David Baazov Walks Away from Amaya Buyout

    David Baazov
    David Baazov Walks Away from Amaya Buyout

    David Baazov Walks Away from Amaya Buyout

    Despite his seemingly very keen interest in purchasing the Canadian gambling giant Amaya, David Baazov officially announced he is withdrawing his buyout offer. The decision came after discussions with Amaya shareholders, which unveiled some of them had their minds set on premiums higher than Baazov and his financial backers were willing to pay.

    Difficult Decision for Baazov

    The former CEO and a major shareholder in the company, Baazov had a very serious intention to take the Canadian company private. He secured financing through several global funds willing to support his idea. Baazov even made a very generous offer of C$24 per share, which was significantly higher than the shares’ market value at the time of the proposal.

    When one of the backers announced they weren’t interested, the former CEO wasn’t overly concerned.
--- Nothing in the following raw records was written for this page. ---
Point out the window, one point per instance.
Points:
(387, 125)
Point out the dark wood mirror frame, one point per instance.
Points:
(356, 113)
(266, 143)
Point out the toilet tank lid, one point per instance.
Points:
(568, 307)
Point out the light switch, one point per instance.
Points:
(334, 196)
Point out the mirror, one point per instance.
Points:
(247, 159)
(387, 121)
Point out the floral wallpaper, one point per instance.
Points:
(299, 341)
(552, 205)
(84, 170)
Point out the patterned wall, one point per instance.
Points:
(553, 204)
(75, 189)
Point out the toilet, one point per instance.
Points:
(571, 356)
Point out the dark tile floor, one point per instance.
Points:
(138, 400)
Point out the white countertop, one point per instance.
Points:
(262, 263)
He restructured the deal, convincing the rest of the investors to increase their commitments. Everything seemed in place for the big buyout Baazov has been planning since February this year. The only thing missing was a confirmation from the Amaya’s Board of Directors.
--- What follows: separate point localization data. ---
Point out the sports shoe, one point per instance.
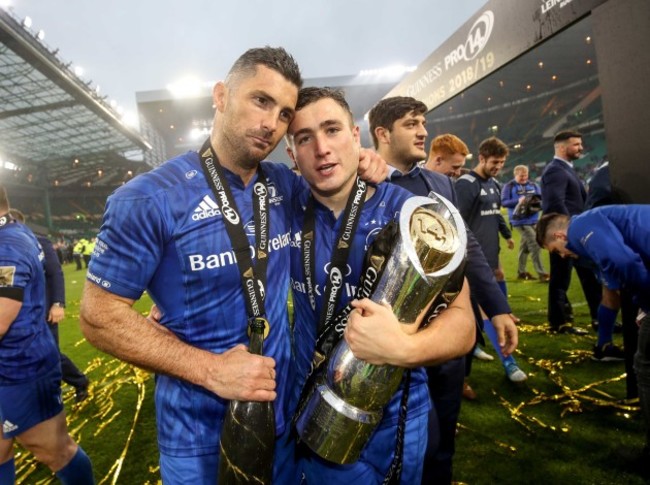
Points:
(481, 354)
(570, 329)
(608, 353)
(468, 392)
(514, 373)
(618, 326)
(81, 394)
    Negotiations Come to an End

    While Baazov kept emphasizing he was very serious about the deal, some of the Amaya’s shareholders didn’t share this feeling. They expressed their concerns about the transparency of Baazov’s financing plan. Some of the shareholders felt like the deal of this magnitude should offer much more clarity with regards to funding.
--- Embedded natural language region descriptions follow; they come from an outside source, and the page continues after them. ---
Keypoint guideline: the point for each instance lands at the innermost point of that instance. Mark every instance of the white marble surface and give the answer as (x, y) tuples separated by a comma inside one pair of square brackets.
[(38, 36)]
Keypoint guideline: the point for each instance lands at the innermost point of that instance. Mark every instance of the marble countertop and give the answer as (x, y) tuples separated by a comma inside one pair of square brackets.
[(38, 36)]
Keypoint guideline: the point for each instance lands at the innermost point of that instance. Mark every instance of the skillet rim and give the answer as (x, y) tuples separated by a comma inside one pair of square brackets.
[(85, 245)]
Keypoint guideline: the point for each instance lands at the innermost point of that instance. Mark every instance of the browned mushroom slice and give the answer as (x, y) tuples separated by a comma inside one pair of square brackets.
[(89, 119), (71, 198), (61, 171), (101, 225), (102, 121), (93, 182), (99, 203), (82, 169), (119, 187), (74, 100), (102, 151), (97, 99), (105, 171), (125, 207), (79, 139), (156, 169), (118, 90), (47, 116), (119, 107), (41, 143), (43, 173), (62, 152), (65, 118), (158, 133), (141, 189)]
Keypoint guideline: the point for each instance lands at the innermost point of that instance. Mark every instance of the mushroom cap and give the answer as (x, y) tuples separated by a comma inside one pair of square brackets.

    This was the first red flag things might not go as planned for Baazov and his investors. These fears came to fruition when the two parties sat down to talk the deal details. According to the former CEO, some shareholders asked for a premium that wasn’t in line with what the group was willing to offer. In light of these demands, they decided to terminate the negotiations.

    Will Baazov Return?

    David Baazov has been trying to purchase the entire company since February 2016. Already having 17% share in the gambling giant, he was firmly convinced taking company private was the right thing to do. However, after the latest negotiations fell through, he will probably have to give up for good.

    The former CEO admitted as much in his statement. Baazov wished the best of luck to his former colleagues at Amaya, once again emphasizing he wanted to arrive at a solution that was in everyone’s best interest.

    Amaya, the company behind the biggest online poker site PokerStars, is once again open to other possibilities. Prior to Baazov’s proposal, they were looking into a merger with William Hill, but that didn’t materialize as the UK giant didn’t feel the merger was a right move for the company.